Hereditary nonpolyposis colorectal cancer (HNPCC), also known as Lynch syndrome, is the most common type of inherited colorectal cancer and accounts for 3% of new
colorectal cancer diagnoses. It is also associated with extracolonic cancers including endometrial, small bowel, ureter, stomach, renal pelvis, ovarian, and hepatobiliary. Variations of HNPCC include
Muir-Torre syndrome, which is associated with sebaceous skin tumors, and Turcot syndrome, which is associated with brain tumors such as medulloblastomas and gliomas. Colorectal cancers that arise in the setting of HNPCC have germline mutations in the mismatch-repair (MMR) genes (
MLH1,
MSH2,
MSH6,
PMS2) or the epithelial cellular adhesion molecule (
EPCAM) gene. Such colon cancers are usually right sided. There is also a high prevalence of metachronous colorectal cancers in patients with HNPCC.

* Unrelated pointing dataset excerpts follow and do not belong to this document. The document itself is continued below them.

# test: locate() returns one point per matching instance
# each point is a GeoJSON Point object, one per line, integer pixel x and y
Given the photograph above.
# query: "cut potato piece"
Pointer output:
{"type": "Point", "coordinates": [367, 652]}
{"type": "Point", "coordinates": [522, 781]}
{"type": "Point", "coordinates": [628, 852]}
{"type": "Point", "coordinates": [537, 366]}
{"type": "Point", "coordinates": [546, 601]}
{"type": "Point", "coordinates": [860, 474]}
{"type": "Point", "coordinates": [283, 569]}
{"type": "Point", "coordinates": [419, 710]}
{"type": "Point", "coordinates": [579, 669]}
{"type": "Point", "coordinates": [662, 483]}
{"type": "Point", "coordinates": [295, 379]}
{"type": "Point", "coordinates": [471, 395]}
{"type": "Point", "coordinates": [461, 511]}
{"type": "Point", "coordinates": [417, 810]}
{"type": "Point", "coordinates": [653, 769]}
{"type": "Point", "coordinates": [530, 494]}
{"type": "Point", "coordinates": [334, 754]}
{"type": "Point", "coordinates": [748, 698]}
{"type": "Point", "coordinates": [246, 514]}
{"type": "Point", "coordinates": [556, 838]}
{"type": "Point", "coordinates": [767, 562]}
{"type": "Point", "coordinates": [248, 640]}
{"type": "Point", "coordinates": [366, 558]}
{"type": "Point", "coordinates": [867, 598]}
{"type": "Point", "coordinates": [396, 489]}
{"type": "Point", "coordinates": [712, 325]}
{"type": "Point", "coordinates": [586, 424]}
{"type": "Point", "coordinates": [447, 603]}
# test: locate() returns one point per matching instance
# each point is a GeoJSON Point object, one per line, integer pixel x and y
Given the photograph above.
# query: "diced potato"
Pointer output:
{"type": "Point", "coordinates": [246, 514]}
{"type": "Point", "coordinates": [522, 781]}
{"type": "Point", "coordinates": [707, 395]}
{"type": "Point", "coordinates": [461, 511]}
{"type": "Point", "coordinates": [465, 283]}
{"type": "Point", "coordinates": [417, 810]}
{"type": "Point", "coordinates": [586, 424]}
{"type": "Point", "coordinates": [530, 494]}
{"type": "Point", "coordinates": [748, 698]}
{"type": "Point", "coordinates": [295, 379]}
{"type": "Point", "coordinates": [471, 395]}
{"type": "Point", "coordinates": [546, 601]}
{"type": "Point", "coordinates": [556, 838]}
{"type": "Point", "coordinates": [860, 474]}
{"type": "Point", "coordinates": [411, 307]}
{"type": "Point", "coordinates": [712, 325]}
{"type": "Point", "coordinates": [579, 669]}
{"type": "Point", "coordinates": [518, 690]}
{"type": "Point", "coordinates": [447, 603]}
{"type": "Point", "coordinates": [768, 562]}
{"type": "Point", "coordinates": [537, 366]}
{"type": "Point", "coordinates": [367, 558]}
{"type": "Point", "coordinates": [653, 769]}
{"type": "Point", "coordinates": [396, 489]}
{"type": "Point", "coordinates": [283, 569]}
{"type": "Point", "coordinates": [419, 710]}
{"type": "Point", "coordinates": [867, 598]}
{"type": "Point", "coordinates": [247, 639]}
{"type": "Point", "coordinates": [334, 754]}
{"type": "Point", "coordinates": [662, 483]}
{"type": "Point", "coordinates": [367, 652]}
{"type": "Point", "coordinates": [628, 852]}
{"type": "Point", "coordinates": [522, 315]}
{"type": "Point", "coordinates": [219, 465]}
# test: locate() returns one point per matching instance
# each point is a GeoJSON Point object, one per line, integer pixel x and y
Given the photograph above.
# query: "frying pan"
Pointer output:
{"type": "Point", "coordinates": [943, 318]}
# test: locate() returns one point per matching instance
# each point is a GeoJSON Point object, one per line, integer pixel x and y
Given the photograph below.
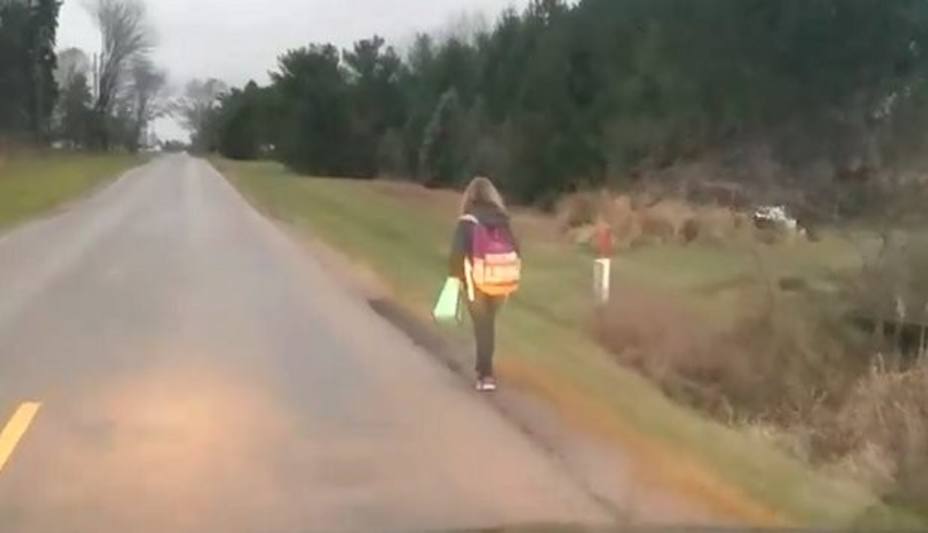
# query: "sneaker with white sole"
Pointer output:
{"type": "Point", "coordinates": [487, 384]}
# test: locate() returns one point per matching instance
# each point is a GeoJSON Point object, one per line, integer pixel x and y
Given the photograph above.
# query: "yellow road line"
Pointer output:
{"type": "Point", "coordinates": [15, 429]}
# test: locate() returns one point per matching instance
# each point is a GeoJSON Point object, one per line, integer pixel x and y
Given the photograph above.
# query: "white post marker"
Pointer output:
{"type": "Point", "coordinates": [602, 276]}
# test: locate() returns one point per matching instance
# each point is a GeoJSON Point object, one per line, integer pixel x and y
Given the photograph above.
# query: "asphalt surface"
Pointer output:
{"type": "Point", "coordinates": [199, 372]}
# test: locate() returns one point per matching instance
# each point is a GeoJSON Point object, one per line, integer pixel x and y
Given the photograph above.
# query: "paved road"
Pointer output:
{"type": "Point", "coordinates": [200, 373]}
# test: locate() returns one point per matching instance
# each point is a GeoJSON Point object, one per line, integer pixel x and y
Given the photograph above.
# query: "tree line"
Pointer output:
{"type": "Point", "coordinates": [99, 102]}
{"type": "Point", "coordinates": [560, 96]}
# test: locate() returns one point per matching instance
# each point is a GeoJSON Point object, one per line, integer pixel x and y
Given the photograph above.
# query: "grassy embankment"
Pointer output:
{"type": "Point", "coordinates": [402, 233]}
{"type": "Point", "coordinates": [33, 183]}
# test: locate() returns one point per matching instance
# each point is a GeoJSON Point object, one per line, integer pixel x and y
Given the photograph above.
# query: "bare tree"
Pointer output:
{"type": "Point", "coordinates": [125, 36]}
{"type": "Point", "coordinates": [200, 99]}
{"type": "Point", "coordinates": [72, 62]}
{"type": "Point", "coordinates": [148, 98]}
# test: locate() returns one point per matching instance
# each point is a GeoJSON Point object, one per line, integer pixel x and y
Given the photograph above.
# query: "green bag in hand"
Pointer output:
{"type": "Point", "coordinates": [448, 308]}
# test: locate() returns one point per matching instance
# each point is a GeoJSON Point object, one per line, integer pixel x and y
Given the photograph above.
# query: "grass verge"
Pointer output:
{"type": "Point", "coordinates": [402, 233]}
{"type": "Point", "coordinates": [34, 183]}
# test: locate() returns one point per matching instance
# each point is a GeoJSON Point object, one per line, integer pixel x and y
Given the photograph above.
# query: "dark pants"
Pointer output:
{"type": "Point", "coordinates": [483, 312]}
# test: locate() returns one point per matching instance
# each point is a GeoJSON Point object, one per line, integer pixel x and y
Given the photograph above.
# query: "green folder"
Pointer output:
{"type": "Point", "coordinates": [448, 308]}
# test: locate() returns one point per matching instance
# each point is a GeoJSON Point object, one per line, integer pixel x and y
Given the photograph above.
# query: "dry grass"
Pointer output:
{"type": "Point", "coordinates": [884, 423]}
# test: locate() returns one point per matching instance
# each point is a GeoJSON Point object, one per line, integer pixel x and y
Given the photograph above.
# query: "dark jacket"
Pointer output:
{"type": "Point", "coordinates": [488, 215]}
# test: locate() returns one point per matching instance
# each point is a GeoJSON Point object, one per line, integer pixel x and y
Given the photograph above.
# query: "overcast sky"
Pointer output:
{"type": "Point", "coordinates": [238, 40]}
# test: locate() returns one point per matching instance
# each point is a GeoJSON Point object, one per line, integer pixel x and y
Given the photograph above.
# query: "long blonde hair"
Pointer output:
{"type": "Point", "coordinates": [482, 191]}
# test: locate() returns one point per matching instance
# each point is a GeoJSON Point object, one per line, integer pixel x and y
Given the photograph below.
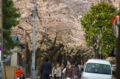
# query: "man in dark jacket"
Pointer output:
{"type": "Point", "coordinates": [45, 69]}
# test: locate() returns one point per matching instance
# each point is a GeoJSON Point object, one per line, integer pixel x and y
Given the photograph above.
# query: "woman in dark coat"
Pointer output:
{"type": "Point", "coordinates": [22, 76]}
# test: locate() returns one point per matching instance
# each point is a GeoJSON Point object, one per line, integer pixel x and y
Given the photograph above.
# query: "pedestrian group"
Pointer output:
{"type": "Point", "coordinates": [57, 72]}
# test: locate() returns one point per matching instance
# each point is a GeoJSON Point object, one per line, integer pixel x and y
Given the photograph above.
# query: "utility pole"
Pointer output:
{"type": "Point", "coordinates": [118, 47]}
{"type": "Point", "coordinates": [33, 76]}
{"type": "Point", "coordinates": [1, 36]}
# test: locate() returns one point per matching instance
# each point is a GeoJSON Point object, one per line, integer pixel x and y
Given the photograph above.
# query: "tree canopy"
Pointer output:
{"type": "Point", "coordinates": [97, 26]}
{"type": "Point", "coordinates": [10, 15]}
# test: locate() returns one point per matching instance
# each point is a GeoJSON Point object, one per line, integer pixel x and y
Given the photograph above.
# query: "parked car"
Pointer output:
{"type": "Point", "coordinates": [97, 69]}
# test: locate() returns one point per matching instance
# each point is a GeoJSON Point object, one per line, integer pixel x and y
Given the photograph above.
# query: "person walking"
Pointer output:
{"type": "Point", "coordinates": [76, 72]}
{"type": "Point", "coordinates": [68, 71]}
{"type": "Point", "coordinates": [45, 69]}
{"type": "Point", "coordinates": [18, 72]}
{"type": "Point", "coordinates": [56, 71]}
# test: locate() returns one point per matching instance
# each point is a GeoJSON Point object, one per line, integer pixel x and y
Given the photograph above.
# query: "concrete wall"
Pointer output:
{"type": "Point", "coordinates": [9, 72]}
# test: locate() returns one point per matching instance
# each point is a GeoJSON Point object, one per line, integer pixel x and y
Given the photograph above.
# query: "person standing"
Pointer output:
{"type": "Point", "coordinates": [45, 69]}
{"type": "Point", "coordinates": [18, 72]}
{"type": "Point", "coordinates": [68, 71]}
{"type": "Point", "coordinates": [56, 71]}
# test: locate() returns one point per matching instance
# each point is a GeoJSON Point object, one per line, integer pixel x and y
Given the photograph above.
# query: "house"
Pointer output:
{"type": "Point", "coordinates": [16, 58]}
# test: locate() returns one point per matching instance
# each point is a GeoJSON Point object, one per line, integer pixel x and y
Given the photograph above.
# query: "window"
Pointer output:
{"type": "Point", "coordinates": [98, 68]}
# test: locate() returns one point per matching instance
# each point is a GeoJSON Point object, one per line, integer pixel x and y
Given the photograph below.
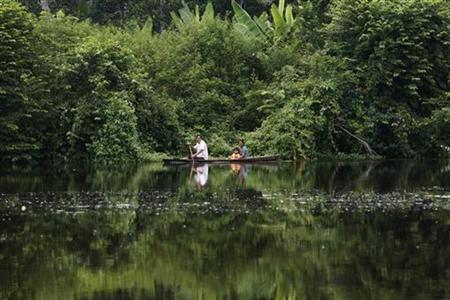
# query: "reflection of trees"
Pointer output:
{"type": "Point", "coordinates": [268, 254]}
{"type": "Point", "coordinates": [213, 248]}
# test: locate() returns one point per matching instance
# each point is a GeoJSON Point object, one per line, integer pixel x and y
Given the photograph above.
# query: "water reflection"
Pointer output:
{"type": "Point", "coordinates": [371, 230]}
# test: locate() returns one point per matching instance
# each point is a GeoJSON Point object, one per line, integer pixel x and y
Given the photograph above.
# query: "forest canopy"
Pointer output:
{"type": "Point", "coordinates": [111, 81]}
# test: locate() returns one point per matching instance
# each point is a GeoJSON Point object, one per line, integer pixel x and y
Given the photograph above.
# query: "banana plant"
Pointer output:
{"type": "Point", "coordinates": [261, 27]}
{"type": "Point", "coordinates": [283, 19]}
{"type": "Point", "coordinates": [244, 24]}
{"type": "Point", "coordinates": [185, 16]}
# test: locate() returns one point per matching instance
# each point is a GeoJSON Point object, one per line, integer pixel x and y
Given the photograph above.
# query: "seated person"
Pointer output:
{"type": "Point", "coordinates": [235, 154]}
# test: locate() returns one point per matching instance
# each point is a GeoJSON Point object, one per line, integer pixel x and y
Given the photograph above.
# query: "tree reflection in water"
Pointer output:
{"type": "Point", "coordinates": [276, 237]}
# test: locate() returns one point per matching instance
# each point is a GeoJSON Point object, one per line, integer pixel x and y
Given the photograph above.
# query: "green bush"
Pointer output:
{"type": "Point", "coordinates": [17, 80]}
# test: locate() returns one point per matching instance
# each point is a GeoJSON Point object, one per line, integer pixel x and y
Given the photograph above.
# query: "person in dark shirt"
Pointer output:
{"type": "Point", "coordinates": [243, 150]}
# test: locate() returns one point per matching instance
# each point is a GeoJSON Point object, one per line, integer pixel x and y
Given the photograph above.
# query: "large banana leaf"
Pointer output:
{"type": "Point", "coordinates": [264, 24]}
{"type": "Point", "coordinates": [278, 21]}
{"type": "Point", "coordinates": [289, 16]}
{"type": "Point", "coordinates": [208, 14]}
{"type": "Point", "coordinates": [244, 23]}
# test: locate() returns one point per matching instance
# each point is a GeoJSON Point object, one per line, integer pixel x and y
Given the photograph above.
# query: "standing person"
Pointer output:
{"type": "Point", "coordinates": [243, 150]}
{"type": "Point", "coordinates": [201, 149]}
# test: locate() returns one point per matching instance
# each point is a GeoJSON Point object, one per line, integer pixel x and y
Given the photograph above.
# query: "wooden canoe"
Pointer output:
{"type": "Point", "coordinates": [260, 159]}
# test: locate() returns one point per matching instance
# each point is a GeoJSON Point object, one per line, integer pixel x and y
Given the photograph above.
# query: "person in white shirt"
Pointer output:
{"type": "Point", "coordinates": [201, 149]}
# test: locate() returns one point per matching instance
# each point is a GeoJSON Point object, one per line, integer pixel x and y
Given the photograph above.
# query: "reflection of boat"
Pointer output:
{"type": "Point", "coordinates": [260, 159]}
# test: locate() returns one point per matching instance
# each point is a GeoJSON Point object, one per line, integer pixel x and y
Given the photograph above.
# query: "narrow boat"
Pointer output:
{"type": "Point", "coordinates": [260, 159]}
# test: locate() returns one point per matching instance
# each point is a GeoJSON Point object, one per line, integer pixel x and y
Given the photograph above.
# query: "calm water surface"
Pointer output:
{"type": "Point", "coordinates": [367, 230]}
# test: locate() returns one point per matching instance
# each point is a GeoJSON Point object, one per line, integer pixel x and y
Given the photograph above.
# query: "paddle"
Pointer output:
{"type": "Point", "coordinates": [192, 155]}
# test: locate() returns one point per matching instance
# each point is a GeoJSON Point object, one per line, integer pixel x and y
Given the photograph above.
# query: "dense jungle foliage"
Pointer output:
{"type": "Point", "coordinates": [117, 80]}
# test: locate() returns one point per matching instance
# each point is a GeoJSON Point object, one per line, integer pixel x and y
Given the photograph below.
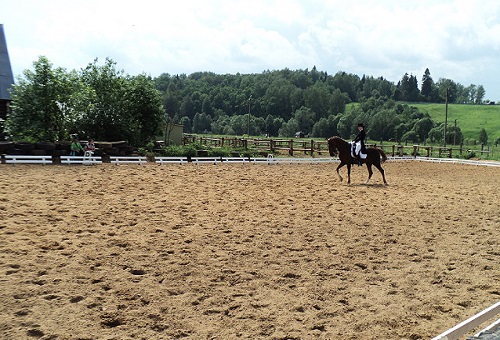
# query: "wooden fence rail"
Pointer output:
{"type": "Point", "coordinates": [312, 147]}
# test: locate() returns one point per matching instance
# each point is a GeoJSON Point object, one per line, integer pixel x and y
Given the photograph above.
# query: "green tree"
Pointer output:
{"type": "Point", "coordinates": [483, 137]}
{"type": "Point", "coordinates": [143, 106]}
{"type": "Point", "coordinates": [202, 123]}
{"type": "Point", "coordinates": [106, 118]}
{"type": "Point", "coordinates": [42, 104]}
{"type": "Point", "coordinates": [480, 92]}
{"type": "Point", "coordinates": [427, 86]}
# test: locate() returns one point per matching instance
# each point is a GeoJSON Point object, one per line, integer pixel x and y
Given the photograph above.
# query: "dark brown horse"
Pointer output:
{"type": "Point", "coordinates": [337, 144]}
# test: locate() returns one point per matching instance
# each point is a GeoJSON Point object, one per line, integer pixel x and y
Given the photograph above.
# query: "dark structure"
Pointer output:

The diagnosis of HNPCC can be made using Amsterdam II criteria:
- Three or more relatives with histologically verified HNPCC-associated cancer (colorectal cancer, cancer of the endometrium, small bowel, ureter, or renal pelvis), one of whom is a first-degree relative of the other two
- Cancer involving at least two generations
- One or more cancer cases diagnosed before 50 years of age
- Familial adenomatous polyposis should be excluded in the colorectal cases
- Tumors should be verified by pathologic examination
The revised Bethesda guidelines are used to determine which patients with colorectal cancer should be screened for HNPCC with tumor testing for microsatellite instability.
Confirmation of the diagnosis with genetic testing for a germline mutation in the MMR genes or in the
EPCAM gene should be done. Once the diagnosis is made, first-degree family members should be tested.